Thanks to Betsy Kimmick for being the voice of so many in our town, our state and the nation (“The Travesty of Testing,” Opinion, Herald, Dec. 7). The zeal for testing and retesting, data gathering and analysis, followed by more testing, blaming and shaming, is tragic.

To believe that all these numbers really represent children in all their amazing complexity, natural intelligence and creativity, or to believe that these numbers measure the skill and dedication of the teachers who are with these children daily, who spend their evenings and weekends planning for and constantly considering their students’ individual needs, is a huge mistake.

We will discover soon enough that this testing frenzy is not education. It will not produce confident, creative, skilled young people who have loved learning, loved school, and feel valued and ready to participate in their communities. It will not encourage teachers to work harder. It will demoralize and discourage students and teachers, frustrate parents and cause a huge loss of respect for the public schools in our country. It already has.

In my 34 years of teaching (26 in 9-R), I learned that education encompasses so much more than a new program, a new textbook series, a too enthusiastic need to constantly test. School time needs to be spent on all the rich learning activities teachers love to plan, lots of processing time for new skills and ideas to settle in children’s brains, and plenty of encouragement in the application of those skills and ideas.

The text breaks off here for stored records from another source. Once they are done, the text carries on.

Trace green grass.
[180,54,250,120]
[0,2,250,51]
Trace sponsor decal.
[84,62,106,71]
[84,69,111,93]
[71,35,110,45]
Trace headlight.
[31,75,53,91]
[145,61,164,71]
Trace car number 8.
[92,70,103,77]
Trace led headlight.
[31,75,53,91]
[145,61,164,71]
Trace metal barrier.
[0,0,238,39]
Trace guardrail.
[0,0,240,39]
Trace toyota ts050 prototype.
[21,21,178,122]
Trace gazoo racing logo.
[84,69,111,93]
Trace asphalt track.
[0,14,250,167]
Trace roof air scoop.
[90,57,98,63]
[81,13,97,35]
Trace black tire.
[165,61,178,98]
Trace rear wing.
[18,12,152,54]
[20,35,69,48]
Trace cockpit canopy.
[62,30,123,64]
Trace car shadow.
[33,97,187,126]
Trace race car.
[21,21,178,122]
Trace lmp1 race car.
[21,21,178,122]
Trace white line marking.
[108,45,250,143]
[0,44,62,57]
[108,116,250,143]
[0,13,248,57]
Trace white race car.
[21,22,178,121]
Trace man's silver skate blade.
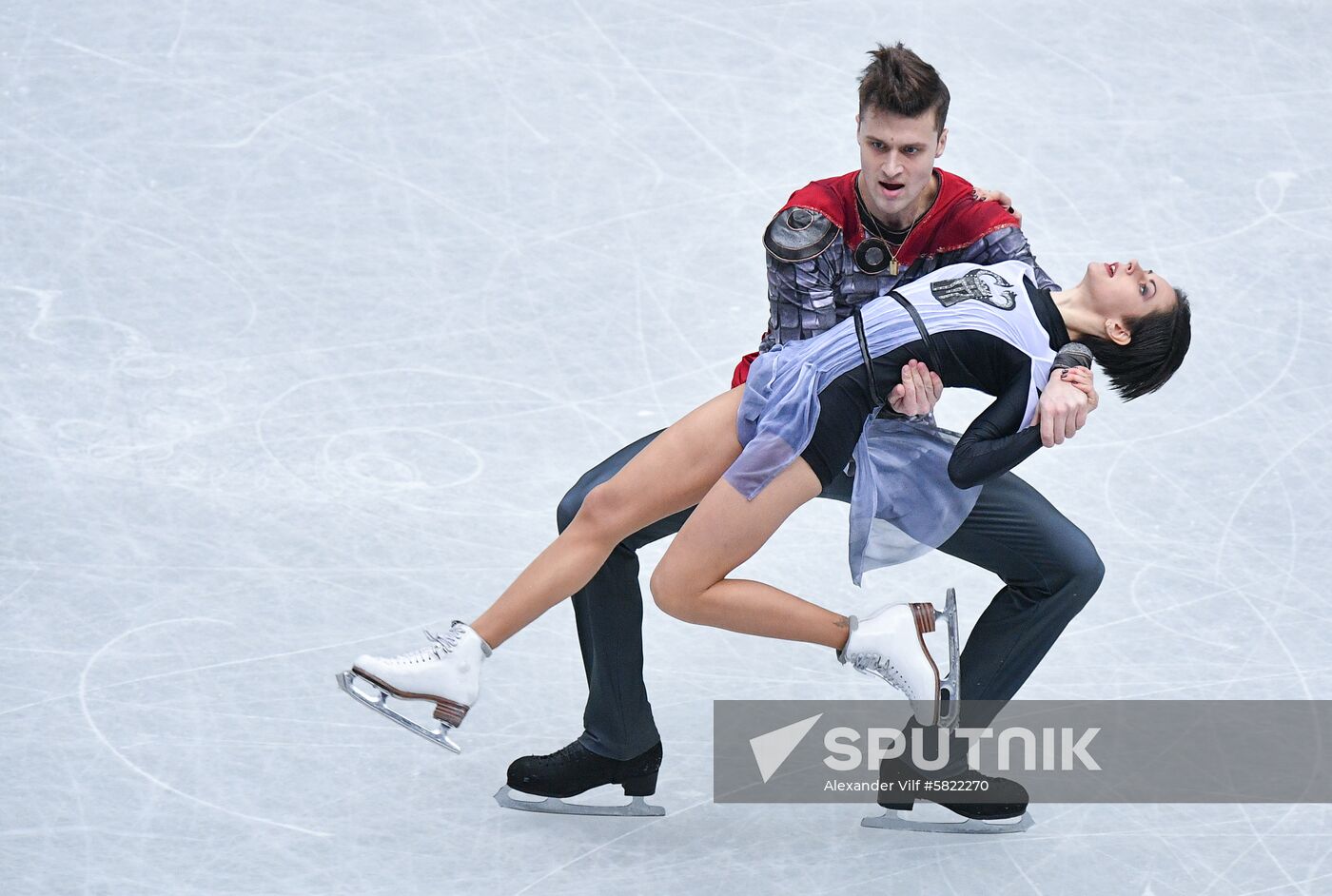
[496,784,666,817]
[860,809,1036,833]
[337,671,462,753]
[933,589,962,730]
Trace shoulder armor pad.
[763,206,838,261]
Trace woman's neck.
[1049,283,1106,342]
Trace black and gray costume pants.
[557,430,1106,759]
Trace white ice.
[0,0,1332,896]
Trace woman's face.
[1083,259,1179,342]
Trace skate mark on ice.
[79,616,333,837]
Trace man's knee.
[1055,533,1106,610]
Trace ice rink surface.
[0,0,1332,896]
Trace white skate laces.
[852,653,919,700]
[387,620,474,664]
[838,603,952,724]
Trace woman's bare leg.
[652,458,850,650]
[472,386,745,647]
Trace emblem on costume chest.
[930,270,1018,312]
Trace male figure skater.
[506,44,1103,813]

These things create lifelong learners.

I respectfully ask the school-board members to listen to the teachers who are in the classrooms, to listen to the frustrated and discouraged parents, to listen to the retired teachers who have a wealth of experience in the classrooms, and to direct our superintendent to use all this knowledge to drastically reduce this excessive testing, to trust the people who most understand how children thrive in the classroom, and to facilitate the kind of learning environment that we parents, teachers and community members know is best for our children.